A bearer bond or bearer note is a bond or debt security issued by a government or a business entity such as a corporation. As a bearer instrument, it differs from the more common types of investment securities in that it is unregistered—no records are kept of the owner or the transactions involving ownership. Whoever physically holds the paper on which the bond is issued—the "bearer"—‌is the presumptive owner of the instrument. This is useful for investors who wish to remain anonymous.

Recovery of the value of a bearer bond in the event of its loss, theft, or destruction is usually impossible. Some relief is possible in the case of United States public debt. Furthermore, while all bond types state maturity dates and interest rates, bearer bond coupons for interest payments are physically attached to the security and must be submitted to an authorized agent in order to receive payment.

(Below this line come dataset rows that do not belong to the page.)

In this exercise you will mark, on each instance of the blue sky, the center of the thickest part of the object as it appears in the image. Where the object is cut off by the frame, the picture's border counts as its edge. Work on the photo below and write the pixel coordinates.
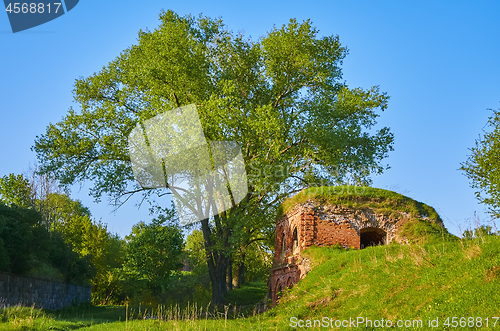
(438, 61)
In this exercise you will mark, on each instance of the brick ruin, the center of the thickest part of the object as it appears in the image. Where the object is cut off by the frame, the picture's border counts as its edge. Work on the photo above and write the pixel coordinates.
(311, 224)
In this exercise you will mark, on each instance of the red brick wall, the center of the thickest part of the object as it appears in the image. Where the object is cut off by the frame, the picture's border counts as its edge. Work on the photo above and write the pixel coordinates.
(311, 230)
(322, 226)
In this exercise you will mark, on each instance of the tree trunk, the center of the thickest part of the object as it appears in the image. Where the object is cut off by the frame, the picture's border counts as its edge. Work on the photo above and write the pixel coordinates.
(241, 271)
(217, 266)
(229, 274)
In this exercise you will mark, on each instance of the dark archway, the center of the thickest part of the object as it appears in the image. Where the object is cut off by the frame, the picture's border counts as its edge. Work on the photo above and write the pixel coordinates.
(372, 237)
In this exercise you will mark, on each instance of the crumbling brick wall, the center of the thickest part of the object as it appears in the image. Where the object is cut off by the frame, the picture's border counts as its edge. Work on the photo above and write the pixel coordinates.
(314, 224)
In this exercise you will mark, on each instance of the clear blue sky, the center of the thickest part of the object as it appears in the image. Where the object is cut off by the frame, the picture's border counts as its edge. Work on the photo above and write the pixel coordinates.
(438, 61)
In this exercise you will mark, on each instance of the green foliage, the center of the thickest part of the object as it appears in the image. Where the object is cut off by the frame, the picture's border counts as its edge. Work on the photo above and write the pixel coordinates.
(411, 282)
(154, 252)
(363, 197)
(15, 190)
(281, 98)
(482, 166)
(28, 248)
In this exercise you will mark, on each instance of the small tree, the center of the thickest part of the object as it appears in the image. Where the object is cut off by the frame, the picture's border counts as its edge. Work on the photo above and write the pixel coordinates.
(483, 166)
(154, 252)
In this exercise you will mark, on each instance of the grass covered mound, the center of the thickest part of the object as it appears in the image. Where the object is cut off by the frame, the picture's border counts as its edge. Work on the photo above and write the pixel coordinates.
(396, 282)
(424, 224)
(416, 283)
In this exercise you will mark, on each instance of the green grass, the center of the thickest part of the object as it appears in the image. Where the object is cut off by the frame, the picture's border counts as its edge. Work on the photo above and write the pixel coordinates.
(361, 197)
(423, 226)
(396, 282)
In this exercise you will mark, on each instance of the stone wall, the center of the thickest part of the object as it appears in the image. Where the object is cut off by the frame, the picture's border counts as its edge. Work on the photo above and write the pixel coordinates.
(26, 291)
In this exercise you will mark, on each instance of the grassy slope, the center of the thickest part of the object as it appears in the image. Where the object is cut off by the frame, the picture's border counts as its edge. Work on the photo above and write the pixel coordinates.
(460, 279)
(438, 276)
(424, 226)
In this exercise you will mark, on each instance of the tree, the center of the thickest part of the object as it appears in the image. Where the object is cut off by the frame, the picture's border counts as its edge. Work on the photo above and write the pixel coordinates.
(282, 99)
(154, 251)
(483, 166)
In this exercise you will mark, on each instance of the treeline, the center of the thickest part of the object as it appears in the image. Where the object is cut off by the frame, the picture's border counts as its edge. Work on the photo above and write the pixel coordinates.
(44, 233)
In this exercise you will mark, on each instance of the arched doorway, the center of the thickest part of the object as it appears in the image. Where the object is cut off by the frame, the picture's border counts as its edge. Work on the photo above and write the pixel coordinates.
(372, 237)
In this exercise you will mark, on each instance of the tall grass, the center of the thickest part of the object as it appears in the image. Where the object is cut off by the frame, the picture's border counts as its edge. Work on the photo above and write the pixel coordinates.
(411, 282)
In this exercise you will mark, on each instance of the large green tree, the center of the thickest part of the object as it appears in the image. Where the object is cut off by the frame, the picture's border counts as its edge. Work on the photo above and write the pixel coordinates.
(483, 166)
(281, 98)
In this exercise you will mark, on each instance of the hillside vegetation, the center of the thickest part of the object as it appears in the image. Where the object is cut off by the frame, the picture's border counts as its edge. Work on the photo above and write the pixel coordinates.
(400, 283)
(423, 226)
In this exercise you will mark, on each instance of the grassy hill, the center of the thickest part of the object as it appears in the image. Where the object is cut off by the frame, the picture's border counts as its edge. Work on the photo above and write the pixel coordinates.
(423, 226)
(418, 282)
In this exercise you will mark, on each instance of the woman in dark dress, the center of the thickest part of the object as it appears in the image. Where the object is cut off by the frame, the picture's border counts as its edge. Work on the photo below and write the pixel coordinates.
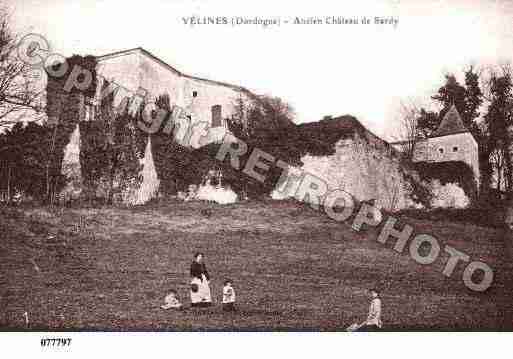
(200, 280)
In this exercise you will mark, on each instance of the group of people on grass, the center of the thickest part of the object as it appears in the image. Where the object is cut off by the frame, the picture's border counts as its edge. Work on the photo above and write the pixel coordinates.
(201, 296)
(200, 289)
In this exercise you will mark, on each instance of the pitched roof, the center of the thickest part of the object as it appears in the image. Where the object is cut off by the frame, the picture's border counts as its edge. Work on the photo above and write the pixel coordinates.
(451, 124)
(171, 68)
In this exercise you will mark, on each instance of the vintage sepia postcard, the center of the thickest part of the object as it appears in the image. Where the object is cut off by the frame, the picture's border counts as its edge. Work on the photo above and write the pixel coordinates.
(264, 166)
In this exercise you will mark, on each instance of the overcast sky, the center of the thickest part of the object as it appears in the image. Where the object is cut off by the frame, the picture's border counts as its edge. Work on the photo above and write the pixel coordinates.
(320, 69)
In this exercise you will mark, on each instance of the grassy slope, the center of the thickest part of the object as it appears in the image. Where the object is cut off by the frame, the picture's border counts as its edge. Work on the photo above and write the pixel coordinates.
(293, 269)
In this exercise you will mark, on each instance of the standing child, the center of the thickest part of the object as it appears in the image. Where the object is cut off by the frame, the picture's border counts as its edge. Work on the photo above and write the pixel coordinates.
(171, 301)
(228, 296)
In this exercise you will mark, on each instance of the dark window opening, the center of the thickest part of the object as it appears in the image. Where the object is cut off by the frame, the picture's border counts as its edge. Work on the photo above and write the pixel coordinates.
(217, 119)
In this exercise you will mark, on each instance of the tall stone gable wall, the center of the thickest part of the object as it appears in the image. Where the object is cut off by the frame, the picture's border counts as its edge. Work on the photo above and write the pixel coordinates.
(136, 69)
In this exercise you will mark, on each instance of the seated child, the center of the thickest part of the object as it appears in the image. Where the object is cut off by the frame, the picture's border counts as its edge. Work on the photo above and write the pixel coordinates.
(172, 301)
(228, 296)
(373, 321)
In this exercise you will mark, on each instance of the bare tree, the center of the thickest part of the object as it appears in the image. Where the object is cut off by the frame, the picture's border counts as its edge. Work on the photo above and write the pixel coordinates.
(408, 131)
(20, 93)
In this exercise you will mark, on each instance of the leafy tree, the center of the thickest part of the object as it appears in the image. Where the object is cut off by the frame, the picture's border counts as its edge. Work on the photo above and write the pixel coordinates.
(499, 118)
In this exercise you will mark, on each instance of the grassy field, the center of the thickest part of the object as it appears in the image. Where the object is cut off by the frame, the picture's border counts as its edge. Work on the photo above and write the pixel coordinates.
(293, 268)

Issuance of new bearer bonds has been effectively outlawed in the United States since the 1980s due to their use in illegal activities, but bearer bonds issued before this date can be redeemed if the issuer still exists.

== History ==
Bearer bonds have been traced back as far as 1648, but there was a spike in popularity in the United States for these bonds during the Civil War, as government resources were strained and limited. Following the success and ease of transferring funds in the United States, Europe and South America also started issuing this type of bond.

The main appeal of bearer bonds is anonymity, which led them to become the financial instrument of choice for unlawful activity including money laundering, tax evasion and drug trafficking. In response, new issuances of bearer bonds have been severely curtailed in the United States since 1982.

All bearer bonds issued by the US Treasury had matured as of May 2016, with approximately $87 million yet to be redeemed as of March 2020.

=== Chiasso financial smuggling case ===

From 2009 to 2012, a series of incidents involving the forgery and smuggling of U.S. bearer bonds in Italy and Switzerland occurred, beginning with the Chiasso financial smuggling case in June 2009, in which Italian financial police and customs guards seized documents purporting to be U.S. bearer bonds totaling $134.5 billion in Chiasso, Switzerland, on the Italian border.

The bonds were readily determined to be phony: the latest in a series of "billion-dollar bond" schemes that the United States Treasury calls "Morganthaus".

== United States policy and practice ==
In the United States, the Tax Equity and Fiscal Responsibility Act of 1982 substantially curtailed the issue of debt in bearer form: it also disallowed any tax deduction of interest paid on any such bonds issued after 1982 by the issuer in the case of corporate bonds and removed the tax exemption of the interest paid in the case of municipal bonds, with registered bonds retaining the tax-exempt treatment.

A challenge to this tax treatment by the US state of South Carolina was heard by the US Supreme Court in the case of South Carolina v. Baker (1988), which upheld the law and brought to an end the further issue of virtually all US municipal bearer bonds.